A ghostly paper was conjured out of nowhere, and a translucent pen appeared in Del's hand. He blinked his vacant eyes, leaned forward, and scribbled his signature. The fish looked it over, and seemed to smile professionally. "Thank you," it said, and disappeared.
Del looked over at Murdoc with a blank expression, then returned into Russel's head. The drummer shook slightly, noticing that the fish on the ground were gone.
"Well," Murdoc said. "I think I'll agree with you, Russ. Stupidest day ever."

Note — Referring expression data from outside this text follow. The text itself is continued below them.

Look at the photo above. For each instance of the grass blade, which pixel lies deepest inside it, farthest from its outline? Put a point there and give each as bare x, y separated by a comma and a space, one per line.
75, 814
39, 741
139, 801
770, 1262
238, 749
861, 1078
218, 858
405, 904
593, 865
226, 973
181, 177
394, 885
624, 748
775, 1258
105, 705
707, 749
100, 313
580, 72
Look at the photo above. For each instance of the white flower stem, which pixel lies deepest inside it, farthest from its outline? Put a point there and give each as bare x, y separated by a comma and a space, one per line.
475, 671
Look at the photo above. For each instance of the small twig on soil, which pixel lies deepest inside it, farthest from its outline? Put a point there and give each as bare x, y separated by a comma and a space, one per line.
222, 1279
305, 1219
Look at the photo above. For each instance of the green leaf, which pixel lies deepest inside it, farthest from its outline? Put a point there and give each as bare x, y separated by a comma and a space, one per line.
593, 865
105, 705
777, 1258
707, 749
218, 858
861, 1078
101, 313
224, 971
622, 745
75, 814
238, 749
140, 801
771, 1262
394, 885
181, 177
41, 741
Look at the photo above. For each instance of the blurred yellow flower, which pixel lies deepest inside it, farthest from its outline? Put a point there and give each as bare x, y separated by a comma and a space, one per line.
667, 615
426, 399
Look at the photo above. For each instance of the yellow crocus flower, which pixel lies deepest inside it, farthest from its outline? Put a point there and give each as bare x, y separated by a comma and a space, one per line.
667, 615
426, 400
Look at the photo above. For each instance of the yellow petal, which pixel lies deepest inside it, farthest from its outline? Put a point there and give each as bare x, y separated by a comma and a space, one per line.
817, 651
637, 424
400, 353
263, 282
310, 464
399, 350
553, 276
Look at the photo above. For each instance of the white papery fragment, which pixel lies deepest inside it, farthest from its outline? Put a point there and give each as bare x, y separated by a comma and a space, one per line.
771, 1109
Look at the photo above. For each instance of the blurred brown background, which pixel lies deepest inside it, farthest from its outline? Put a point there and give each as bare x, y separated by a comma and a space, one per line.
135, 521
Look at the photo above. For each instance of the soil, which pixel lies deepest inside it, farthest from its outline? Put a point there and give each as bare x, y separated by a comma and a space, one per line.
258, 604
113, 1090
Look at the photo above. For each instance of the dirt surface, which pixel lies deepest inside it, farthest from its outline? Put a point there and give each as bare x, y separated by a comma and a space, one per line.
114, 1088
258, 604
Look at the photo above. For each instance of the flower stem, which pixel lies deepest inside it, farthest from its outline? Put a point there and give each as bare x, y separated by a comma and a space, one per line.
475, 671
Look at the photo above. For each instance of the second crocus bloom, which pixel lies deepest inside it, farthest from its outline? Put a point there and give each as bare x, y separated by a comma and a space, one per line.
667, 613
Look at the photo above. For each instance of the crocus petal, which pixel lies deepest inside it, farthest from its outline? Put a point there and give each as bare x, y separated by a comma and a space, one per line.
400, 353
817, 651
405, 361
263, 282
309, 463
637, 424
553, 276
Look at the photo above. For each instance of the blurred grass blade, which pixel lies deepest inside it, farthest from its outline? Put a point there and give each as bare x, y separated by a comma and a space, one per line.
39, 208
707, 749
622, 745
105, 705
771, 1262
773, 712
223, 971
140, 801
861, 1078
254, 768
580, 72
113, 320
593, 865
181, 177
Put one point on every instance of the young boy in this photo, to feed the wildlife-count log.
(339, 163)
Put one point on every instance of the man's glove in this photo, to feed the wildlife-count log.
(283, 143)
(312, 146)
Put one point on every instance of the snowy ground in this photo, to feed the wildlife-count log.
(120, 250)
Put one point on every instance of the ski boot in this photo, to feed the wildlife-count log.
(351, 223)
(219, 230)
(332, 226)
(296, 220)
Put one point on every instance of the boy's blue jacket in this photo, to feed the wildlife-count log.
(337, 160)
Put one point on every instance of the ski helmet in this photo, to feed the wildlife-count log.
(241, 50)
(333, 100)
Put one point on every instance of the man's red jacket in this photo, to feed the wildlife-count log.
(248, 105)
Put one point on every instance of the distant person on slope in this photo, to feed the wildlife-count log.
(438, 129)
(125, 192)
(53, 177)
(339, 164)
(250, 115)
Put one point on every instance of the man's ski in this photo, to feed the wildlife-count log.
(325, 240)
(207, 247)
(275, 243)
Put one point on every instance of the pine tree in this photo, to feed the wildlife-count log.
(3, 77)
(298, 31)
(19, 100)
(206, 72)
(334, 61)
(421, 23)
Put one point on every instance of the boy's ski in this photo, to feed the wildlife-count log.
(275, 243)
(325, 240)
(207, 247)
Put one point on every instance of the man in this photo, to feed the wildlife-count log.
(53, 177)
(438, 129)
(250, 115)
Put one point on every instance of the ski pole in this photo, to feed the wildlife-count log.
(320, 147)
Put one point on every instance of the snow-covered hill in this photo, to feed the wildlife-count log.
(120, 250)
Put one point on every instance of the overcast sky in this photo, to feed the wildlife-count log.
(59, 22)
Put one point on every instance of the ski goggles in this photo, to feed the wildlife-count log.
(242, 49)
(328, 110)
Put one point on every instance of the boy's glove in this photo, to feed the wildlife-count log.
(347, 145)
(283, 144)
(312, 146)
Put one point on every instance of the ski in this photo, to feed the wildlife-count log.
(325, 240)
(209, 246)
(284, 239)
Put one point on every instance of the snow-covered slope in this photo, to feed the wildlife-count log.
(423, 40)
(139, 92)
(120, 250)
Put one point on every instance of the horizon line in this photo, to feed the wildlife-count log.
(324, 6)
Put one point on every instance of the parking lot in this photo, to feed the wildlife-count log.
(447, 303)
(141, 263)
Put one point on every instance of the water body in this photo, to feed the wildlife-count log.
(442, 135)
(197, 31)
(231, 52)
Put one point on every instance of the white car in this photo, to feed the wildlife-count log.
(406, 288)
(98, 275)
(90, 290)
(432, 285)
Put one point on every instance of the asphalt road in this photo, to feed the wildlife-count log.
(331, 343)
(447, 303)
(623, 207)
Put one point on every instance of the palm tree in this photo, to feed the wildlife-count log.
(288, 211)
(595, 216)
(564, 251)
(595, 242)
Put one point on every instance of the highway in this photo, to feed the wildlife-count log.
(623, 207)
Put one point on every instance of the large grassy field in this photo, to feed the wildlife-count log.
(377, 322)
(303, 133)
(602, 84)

"I said most whacked-out."
"Whatever, man. I need some booze. I like my fucked-up world to be derived from chemicals on my own terms, ta very bloody much." He paused. "And sans the fish."
--
Author's notes :
standard copyright disclaimer procedure thing applies, etcetera and so forth. As I write this, i swear to god my eyes are on fire. This story is a product of almost pure insomnia, and also my impeccable ability to procrastinate like a heroin addict with his visits to the methadone clinic. Hang on, that doesn't work. Oh, you know what i mean. I like Heaven-17, so shut up. Benzodiazepine a highly addictive anti-depressant. Olanzapine is an anti-paranoia drug. Well, technically anti-psychotic, but shut up still. I apologise to Douglas Adams and Jhonen Vasquez. (Also to Jamie Hewlett but that goes without saying.) I don't apologise to Arthur Miller because if he wasn't dead, I would kill him. I blame the public school system for my intense hatred of that man. I WANT RETRIBUTION, DAMN YOU. … ehh. Thanks for reading. I'm not crazy, I swear.